Abstract

Maputo - the Mozambican capital - has expanded itself vertiginously in the midst of the late independence process (1975). Its population has been multiplied about twelve times during the decades from 1950 to 2020, reaching more than 1.1 million inhabitants. The political, commercial, and financial center of the country, the urban fabric of the capital is the stage for complex processes of economic growth and spatial segregation triggered in recent decades. The central region, known locally as the "cement city", concentrates on modern and widely diversified infrastructures. Squares and parks, luxury condos surrounded by modern offices, international standard hotels, shopping, and a set of pharaonic constructions - built at a cost of billions - set the landscape tone of progress induced and concentrated in favor of a small elite. However, beyond this "stronghold", around 92% of the population lives in the peripheral part of Maputo, popularly known as the "reed city". These, however, are located in very precarious housing, produced informally by the residents themselves, and subjected to the complete absence of infrastructure and public services. These issues contribute directly to the fact that Mozambique has the ninth-worst Human Development Index (HDI) on the planet.
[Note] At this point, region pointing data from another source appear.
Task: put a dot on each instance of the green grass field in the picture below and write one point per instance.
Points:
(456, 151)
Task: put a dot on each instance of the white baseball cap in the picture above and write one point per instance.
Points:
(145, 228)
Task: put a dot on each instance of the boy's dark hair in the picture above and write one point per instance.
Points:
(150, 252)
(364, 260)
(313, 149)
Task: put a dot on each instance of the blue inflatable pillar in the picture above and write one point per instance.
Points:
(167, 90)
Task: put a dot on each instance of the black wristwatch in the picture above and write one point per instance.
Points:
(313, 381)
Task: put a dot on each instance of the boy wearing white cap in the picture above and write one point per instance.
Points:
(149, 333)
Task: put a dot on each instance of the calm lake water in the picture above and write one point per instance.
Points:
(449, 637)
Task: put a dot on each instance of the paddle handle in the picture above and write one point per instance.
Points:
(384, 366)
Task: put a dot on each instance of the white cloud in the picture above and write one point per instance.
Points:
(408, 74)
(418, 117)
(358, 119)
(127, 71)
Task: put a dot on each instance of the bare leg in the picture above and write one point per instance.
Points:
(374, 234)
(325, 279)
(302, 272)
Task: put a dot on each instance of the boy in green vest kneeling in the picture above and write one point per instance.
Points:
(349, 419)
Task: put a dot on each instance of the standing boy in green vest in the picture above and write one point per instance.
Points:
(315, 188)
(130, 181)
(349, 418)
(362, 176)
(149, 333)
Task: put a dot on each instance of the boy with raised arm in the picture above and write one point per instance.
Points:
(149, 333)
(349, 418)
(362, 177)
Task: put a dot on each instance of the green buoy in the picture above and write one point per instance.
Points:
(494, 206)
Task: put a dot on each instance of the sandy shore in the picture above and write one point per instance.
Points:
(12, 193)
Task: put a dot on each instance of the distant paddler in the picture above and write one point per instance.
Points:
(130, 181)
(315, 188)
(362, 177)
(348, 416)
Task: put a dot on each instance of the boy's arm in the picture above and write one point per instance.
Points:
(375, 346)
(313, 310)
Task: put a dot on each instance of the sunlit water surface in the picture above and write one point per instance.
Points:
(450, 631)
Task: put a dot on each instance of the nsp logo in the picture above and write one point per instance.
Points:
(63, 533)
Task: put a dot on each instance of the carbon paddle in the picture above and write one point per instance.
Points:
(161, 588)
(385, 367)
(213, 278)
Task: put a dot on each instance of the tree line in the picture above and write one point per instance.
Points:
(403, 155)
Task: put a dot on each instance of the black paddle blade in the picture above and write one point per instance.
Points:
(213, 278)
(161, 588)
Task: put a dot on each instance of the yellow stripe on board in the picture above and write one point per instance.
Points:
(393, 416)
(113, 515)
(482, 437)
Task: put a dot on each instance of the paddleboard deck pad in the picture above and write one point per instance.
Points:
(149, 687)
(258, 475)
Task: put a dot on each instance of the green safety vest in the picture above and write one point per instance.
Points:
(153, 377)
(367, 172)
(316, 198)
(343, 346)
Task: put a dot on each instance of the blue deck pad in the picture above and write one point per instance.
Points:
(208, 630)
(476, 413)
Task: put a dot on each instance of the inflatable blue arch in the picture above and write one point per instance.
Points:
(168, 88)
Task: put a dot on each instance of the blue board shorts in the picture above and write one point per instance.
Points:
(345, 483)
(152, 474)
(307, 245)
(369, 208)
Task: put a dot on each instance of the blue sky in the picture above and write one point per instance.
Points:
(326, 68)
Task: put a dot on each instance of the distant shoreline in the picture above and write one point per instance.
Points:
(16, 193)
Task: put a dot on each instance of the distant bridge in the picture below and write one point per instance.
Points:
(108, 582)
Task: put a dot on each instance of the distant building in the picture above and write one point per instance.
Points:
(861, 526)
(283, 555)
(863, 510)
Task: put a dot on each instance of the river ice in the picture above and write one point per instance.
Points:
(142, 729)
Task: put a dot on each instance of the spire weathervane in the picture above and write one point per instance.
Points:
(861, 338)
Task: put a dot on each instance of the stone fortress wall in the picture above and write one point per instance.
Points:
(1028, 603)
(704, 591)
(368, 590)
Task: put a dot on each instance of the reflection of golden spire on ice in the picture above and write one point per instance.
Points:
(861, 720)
In this way, the present article - elaborated from fieldwork, interdisciplinary discussions and dialogues undertaken within the scope of an international scientific project between universities in Brazil and Mozambique - seeks to present and interpret the set of urban connections that make Maputo a fragmented and complex city, full of continuous socio-territorial transformations in which multiple clashes emerge linked to segregation, gentrification, real estate speculation, among others.